We also identified a need to provide starter assets for Enterprise customers who were essentially creating their own DIY icon systems to accomplish a UX goal they had. The scope of the project continued to expand at this point and we split off the effort to redesign the default view from new atomic level element design work.

I like to create lots of big, bold ideas at the beginning of the design process when we’re all unsure of what the best solution is and evaluate them emotionally with stakeholders first to get buy-in.


I produced a first crop of default view explorations focused on pushing the definition of what Enterprise software might look like in an effort to make space for everyone’s ultimate design preferences. We would later cull these options to a handful of approaches that were consistent with Coupa’s internal visual systems in other iterative phases.

Old Default View

First Round Default View Final

Step 4 - Test It (Again and Again)

Design is an iterative process. You work, you test, you work, you test again. After culling our wider design array down to three approaches to present to stakeholders, we iterated on those three approaches and eventually landed at our best options. Ultimately broad usability & likeability testing led to choosing our final candidate.

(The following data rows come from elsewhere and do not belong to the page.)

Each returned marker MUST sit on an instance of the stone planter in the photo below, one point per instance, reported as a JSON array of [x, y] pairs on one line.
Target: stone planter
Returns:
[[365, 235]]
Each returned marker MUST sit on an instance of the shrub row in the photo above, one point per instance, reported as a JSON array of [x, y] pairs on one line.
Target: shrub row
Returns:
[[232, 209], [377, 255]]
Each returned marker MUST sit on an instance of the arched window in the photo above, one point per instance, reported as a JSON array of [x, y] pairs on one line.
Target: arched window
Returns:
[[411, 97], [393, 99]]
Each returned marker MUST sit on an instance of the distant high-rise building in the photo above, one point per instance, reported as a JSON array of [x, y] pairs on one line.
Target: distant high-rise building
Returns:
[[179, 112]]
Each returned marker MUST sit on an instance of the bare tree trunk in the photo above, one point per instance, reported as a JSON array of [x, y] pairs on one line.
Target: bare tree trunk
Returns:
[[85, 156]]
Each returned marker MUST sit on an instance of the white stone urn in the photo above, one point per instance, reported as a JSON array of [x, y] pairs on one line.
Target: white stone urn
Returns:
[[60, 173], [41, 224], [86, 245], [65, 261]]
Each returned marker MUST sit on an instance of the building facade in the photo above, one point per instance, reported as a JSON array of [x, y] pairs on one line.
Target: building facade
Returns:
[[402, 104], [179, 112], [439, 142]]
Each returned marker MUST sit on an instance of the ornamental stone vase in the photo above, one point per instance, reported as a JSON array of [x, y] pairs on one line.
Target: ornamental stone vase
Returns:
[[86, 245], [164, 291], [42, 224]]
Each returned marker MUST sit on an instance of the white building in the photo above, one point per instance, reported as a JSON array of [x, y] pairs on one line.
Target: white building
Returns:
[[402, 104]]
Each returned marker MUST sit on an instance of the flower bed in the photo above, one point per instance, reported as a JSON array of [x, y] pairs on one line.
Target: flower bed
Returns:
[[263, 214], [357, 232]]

Work, test, work, test, work, test, and… when in doubt, work again until that deadline.


These designs incorporate several ways to modify the default view to represent any brand identity along with several different collections of starter UX packs for client platform administrators to kick off their implementations. I provided a mix and match system with multiple systemic design languages.

Our final visual design target render

We’re Done, Right? Wrong.

While we had decided on a new approach to default view, there were so many child products that needed updates like Travel, Spend Guard, Risk Assessment and the like that our next challenge was unifying Coupa’s many-headed product under one creative vision.